Salzgitter-Bad startet Millionenprojekt zur Aufwertung von 38 Wohngebäuden bis 2028
Paul SimonSalzgitter-Bad startet Millionenprojekt zur Aufwertung von 38 Wohngebäuden bis 2028
In Salzgitter-Bad hat ein großes Sanierungsprojekt begonnen, um 38 Wohngebäude zu revitalisieren. Die Gebäude an der Rheinstraße und der Engeroder Straße umfassen 146 Wohnungen und wurden von der Stadt für die städtische Erneuerung erworben. Über 50 Millionen Euro an Fördermitteln wurden für die Finanzierung des Vorhabens gesichert.
Die Stadt Salzgitter hatte die Immobilien für 4,7 Millionen Euro gekauft. Sie leitet das Projekt sowohl als Geldgeberin als auch als Eigentümerin, um die Aufwertung des Viertels voranzutreiben. Die Gesamtkosten der Sanierung belaufen sich auf 15,4 Millionen Euro, wobei 12,2 Millionen Euro aus Landes- und Bundeszuschüssen stammen.
Bis Mitte 2028 erhalten alle 38 Gebäude eine Fassadensanierung.
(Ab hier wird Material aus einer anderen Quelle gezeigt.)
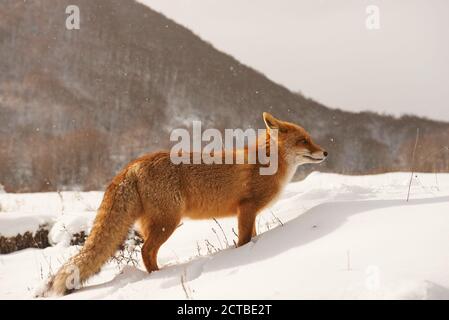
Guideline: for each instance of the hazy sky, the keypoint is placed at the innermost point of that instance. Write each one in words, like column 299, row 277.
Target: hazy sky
column 323, row 48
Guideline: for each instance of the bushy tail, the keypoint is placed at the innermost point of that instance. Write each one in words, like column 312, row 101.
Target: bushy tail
column 118, row 210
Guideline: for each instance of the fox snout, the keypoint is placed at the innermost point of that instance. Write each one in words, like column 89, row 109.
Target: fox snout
column 316, row 155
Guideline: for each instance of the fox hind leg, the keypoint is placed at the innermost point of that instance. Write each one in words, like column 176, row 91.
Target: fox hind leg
column 247, row 213
column 156, row 232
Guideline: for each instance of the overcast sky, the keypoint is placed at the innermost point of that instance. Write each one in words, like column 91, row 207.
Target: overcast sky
column 324, row 50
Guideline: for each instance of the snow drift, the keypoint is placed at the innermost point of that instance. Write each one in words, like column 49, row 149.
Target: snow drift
column 329, row 237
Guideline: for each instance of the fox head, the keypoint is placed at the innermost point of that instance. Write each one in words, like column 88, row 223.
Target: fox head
column 297, row 144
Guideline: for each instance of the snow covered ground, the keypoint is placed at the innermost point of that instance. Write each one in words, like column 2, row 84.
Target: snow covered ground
column 328, row 237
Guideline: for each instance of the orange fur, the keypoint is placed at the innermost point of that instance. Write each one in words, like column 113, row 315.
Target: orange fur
column 158, row 194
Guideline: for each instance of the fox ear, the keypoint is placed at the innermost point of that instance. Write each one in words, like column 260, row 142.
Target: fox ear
column 271, row 122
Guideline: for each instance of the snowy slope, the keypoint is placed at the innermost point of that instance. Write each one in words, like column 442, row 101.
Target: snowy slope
column 329, row 236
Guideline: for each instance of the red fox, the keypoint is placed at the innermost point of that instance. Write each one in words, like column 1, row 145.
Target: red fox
column 157, row 194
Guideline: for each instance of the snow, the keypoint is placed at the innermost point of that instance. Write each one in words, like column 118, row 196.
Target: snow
column 328, row 237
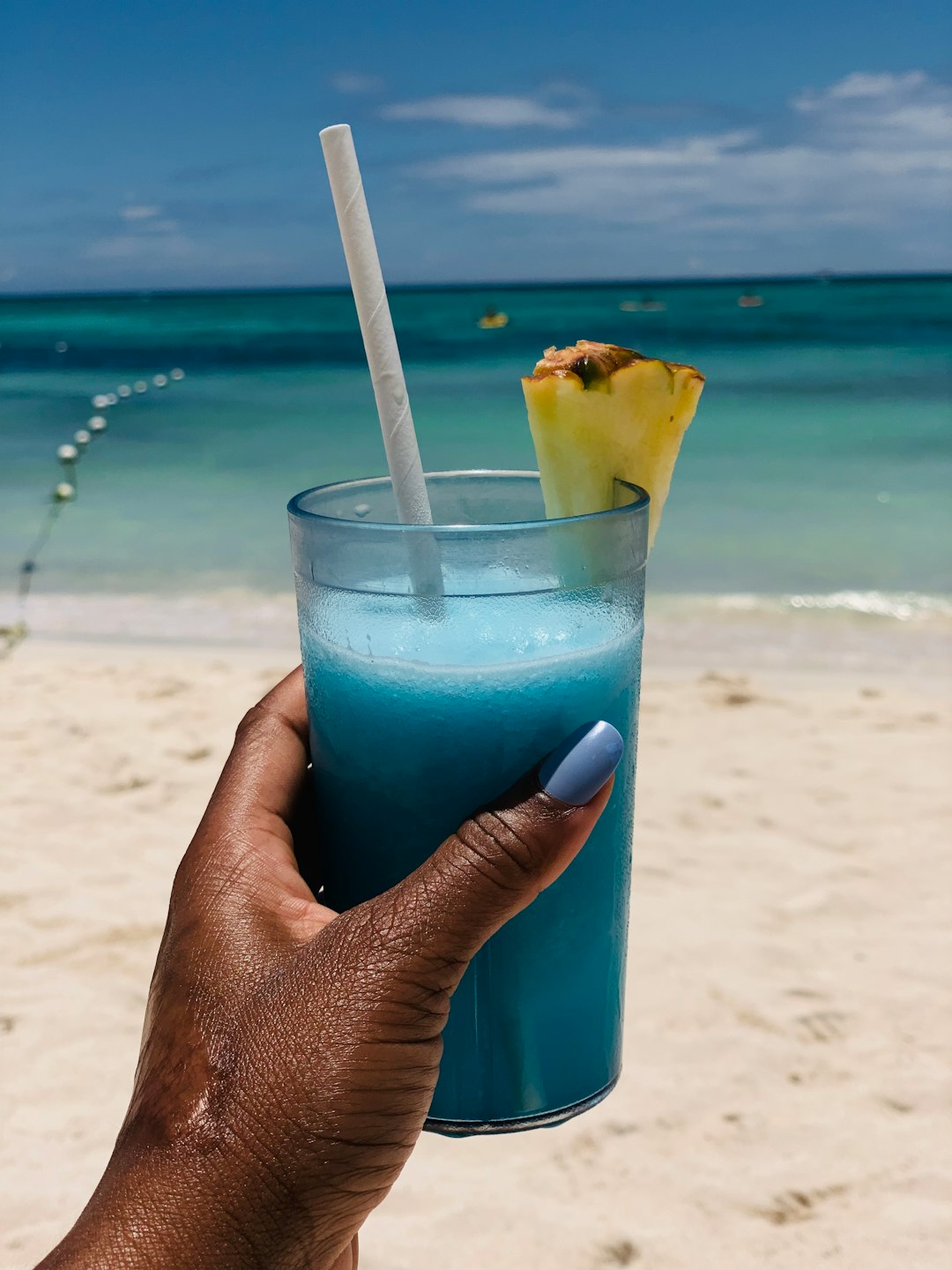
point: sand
(786, 1093)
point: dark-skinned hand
(290, 1053)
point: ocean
(818, 471)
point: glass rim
(296, 510)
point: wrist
(176, 1206)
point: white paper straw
(376, 326)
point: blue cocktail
(424, 706)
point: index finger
(267, 768)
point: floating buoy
(492, 320)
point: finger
(244, 846)
(502, 856)
(267, 767)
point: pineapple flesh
(599, 412)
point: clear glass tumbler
(426, 706)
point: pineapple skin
(593, 427)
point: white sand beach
(786, 1091)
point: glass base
(541, 1120)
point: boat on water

Sechs davon werden zudem innen renoviert und erweitert. Die Häuser Rheinstraße 3 und 12 werden vollständig barrierefrei gestaltet, mit Aufzügen und Balkonen ausgestattet.
Oberbürgermeister Frank Klingebiel betonte, das Ziel sei es, der Ostsiedlung ihren früheren Charme zurückzugeben. Das Projekt soll die Gebäude, Wohnungen und das Wohnumfeld aufwerten. Offizielle Beobachter bezeichnen es als einen entscheidenden Schritt hin zu einer nachhaltigen und positiven Veränderung für das gesamte Viertel.
Die Sanierungen werden den Wohnungsbestand des Stadtteils modernisieren und die Barrierefreiheit verbessern. Das Engagement und die aktive Rolle der Stadt unterstreichen ihr Bekenntnis zur langfristigen Stadtentwicklung. Das Projekt wird die Ostsiedlung für Bewohner und die gesamte Gemeinschaft neu prägen.